Growers are being advised to be cautious when handling over-yeared seed bags following reports of bags ripping during movement.
Guidelines on best bag handling and storage has been published by Agricultural Industries Confederation (AIC) to support farm workers.
Catherine Barrett, head of arable marketing at the trade association, said care should always be taken when handling over-yeared bagged seed this year.
“Taking a few small steps and exercising extra caution can help preserve the bags’ structural integrity and avoid any spills that waste time and cause safety issues.
“Drilling is a busy time, but farms are being encouraged to take time to check bags before handling and follow the below guidelines on best handling and storage.”
###Warning### overwintered seed bags are exceptionally brittle this year. We have had two break moving and will now re-bag the lot. No warning and the hoop comes away from the bag. pic.twitter.com/KFy89mR0tk— Robin Aird (@FarmerRobin) September 23, 2020
She said farmers should handle bags carefully and store away from any environmental factors that could cause issues.
"Even when the bag appears to be structurally sound, issues, like worn material beneath the lifting loop, can go unnoticed. So always perform adequate checks,” Ms Barrett added.
Advice for farmers
The AIC has released the following guidelines for farmers:
• Visually check all bags before attempting to move them.
• Most seed bags are ‘single use’ and therefore should not be refilled due to strain and stretch on the bag. New bags should be supplied when farm-saved seed is being processed.
Handling of bags
• Avoid walking underneath or near bags suspended from pallet forks at all times.
• Whatever method of discharging the seed, take extreme care if you need to place yourself under a hanging bag. A long-handled bag opener could be used to avoid standing at the spout at the base.
• If bags are regularly moved, they and the carrying loops can deteriorate and become damaged on forklift tines. Make sure that the loops are safe with no sign of fraying. Sharp edges on the fork tines can damage the lifting loops of the bags. If edges are sharp, protective tubing or piping can be used for protection.
• Movements should be smooth to avoid the bag swinging. Ensure the tine is lifting the entire loop, as some bags have two.
• When moving seed bags around the yard, make sure they are kept as low as practically possible to avoid harm from falling.
• When lifting the bags up to the drill hopper make sure the loader is stationary while lifting into place.
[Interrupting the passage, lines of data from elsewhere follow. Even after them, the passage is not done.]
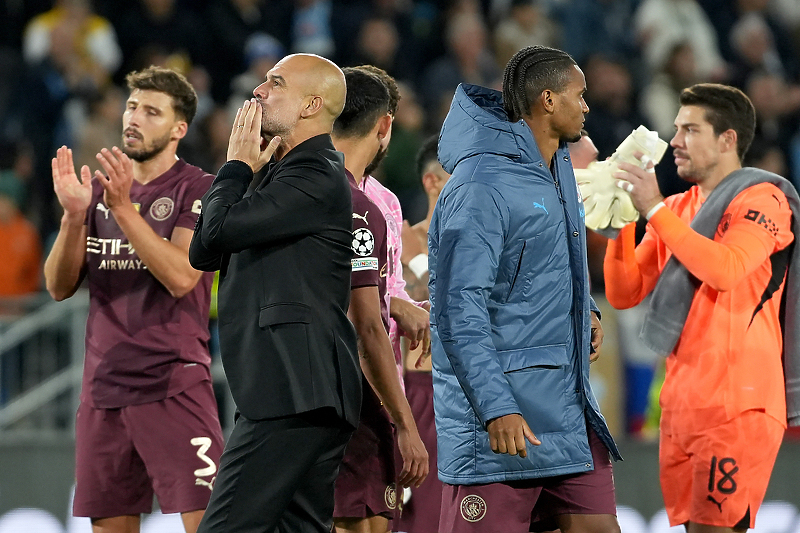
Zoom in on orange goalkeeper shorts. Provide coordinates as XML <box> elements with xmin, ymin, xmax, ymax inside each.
<box><xmin>659</xmin><ymin>411</ymin><xmax>785</xmax><ymax>528</ymax></box>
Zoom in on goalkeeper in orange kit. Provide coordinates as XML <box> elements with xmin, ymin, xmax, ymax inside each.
<box><xmin>604</xmin><ymin>84</ymin><xmax>800</xmax><ymax>533</ymax></box>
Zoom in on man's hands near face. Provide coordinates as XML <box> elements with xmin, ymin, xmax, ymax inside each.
<box><xmin>614</xmin><ymin>152</ymin><xmax>664</xmax><ymax>216</ymax></box>
<box><xmin>228</xmin><ymin>98</ymin><xmax>281</xmax><ymax>172</ymax></box>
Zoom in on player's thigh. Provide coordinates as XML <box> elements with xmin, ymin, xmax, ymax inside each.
<box><xmin>658</xmin><ymin>432</ymin><xmax>693</xmax><ymax>526</ymax></box>
<box><xmin>200</xmin><ymin>410</ymin><xmax>352</xmax><ymax>533</ymax></box>
<box><xmin>439</xmin><ymin>483</ymin><xmax>541</xmax><ymax>533</ymax></box>
<box><xmin>334</xmin><ymin>389</ymin><xmax>402</xmax><ymax>518</ymax></box>
<box><xmin>687</xmin><ymin>411</ymin><xmax>784</xmax><ymax>529</ymax></box>
<box><xmin>125</xmin><ymin>381</ymin><xmax>223</xmax><ymax>513</ymax></box>
<box><xmin>532</xmin><ymin>426</ymin><xmax>619</xmax><ymax>533</ymax></box>
<box><xmin>73</xmin><ymin>403</ymin><xmax>153</xmax><ymax>518</ymax></box>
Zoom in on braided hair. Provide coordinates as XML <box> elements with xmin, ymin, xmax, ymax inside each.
<box><xmin>503</xmin><ymin>45</ymin><xmax>577</xmax><ymax>122</ymax></box>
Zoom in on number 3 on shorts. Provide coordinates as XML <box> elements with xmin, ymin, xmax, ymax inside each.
<box><xmin>189</xmin><ymin>437</ymin><xmax>217</xmax><ymax>477</ymax></box>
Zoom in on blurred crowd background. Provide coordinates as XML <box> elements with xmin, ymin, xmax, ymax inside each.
<box><xmin>0</xmin><ymin>0</ymin><xmax>800</xmax><ymax>434</ymax></box>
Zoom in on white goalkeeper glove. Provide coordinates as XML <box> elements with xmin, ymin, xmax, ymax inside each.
<box><xmin>575</xmin><ymin>126</ymin><xmax>667</xmax><ymax>238</ymax></box>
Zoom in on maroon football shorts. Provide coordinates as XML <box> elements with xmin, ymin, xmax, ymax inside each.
<box><xmin>439</xmin><ymin>428</ymin><xmax>617</xmax><ymax>533</ymax></box>
<box><xmin>333</xmin><ymin>380</ymin><xmax>401</xmax><ymax>518</ymax></box>
<box><xmin>73</xmin><ymin>381</ymin><xmax>223</xmax><ymax>518</ymax></box>
<box><xmin>395</xmin><ymin>371</ymin><xmax>442</xmax><ymax>533</ymax></box>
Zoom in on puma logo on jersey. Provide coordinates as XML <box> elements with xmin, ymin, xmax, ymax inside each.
<box><xmin>194</xmin><ymin>476</ymin><xmax>217</xmax><ymax>490</ymax></box>
<box><xmin>706</xmin><ymin>494</ymin><xmax>728</xmax><ymax>513</ymax></box>
<box><xmin>97</xmin><ymin>203</ymin><xmax>111</xmax><ymax>220</ymax></box>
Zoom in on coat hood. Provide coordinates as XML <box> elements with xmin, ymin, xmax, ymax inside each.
<box><xmin>439</xmin><ymin>83</ymin><xmax>541</xmax><ymax>174</ymax></box>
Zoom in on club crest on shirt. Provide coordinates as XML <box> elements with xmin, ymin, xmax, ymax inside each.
<box><xmin>150</xmin><ymin>196</ymin><xmax>175</xmax><ymax>222</ymax></box>
<box><xmin>96</xmin><ymin>202</ymin><xmax>111</xmax><ymax>220</ymax></box>
<box><xmin>383</xmin><ymin>483</ymin><xmax>397</xmax><ymax>509</ymax></box>
<box><xmin>353</xmin><ymin>227</ymin><xmax>375</xmax><ymax>257</ymax></box>
<box><xmin>717</xmin><ymin>213</ymin><xmax>731</xmax><ymax>237</ymax></box>
<box><xmin>461</xmin><ymin>494</ymin><xmax>486</xmax><ymax>522</ymax></box>
<box><xmin>744</xmin><ymin>209</ymin><xmax>779</xmax><ymax>236</ymax></box>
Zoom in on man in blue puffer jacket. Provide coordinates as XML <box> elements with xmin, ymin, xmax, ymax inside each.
<box><xmin>428</xmin><ymin>46</ymin><xmax>620</xmax><ymax>533</ymax></box>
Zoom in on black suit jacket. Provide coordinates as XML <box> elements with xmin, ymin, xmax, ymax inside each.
<box><xmin>189</xmin><ymin>135</ymin><xmax>361</xmax><ymax>427</ymax></box>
• Bags should not be stored in direct sunlight as they perish more quickly.
• Before lifting bags above the drill hopper, check again to make sure bags have not shown signs of stress in transit.
• If the seed is to be stored for another year, consider the floor the bag is kept on. Ideally, place the bag on pallets. Keep it away from damp walls and out of direct sunlight. Keep vermin under control, as urine will cause deterioration. Do not handle it unnecessarily, as every movement reduces the strength of the bag.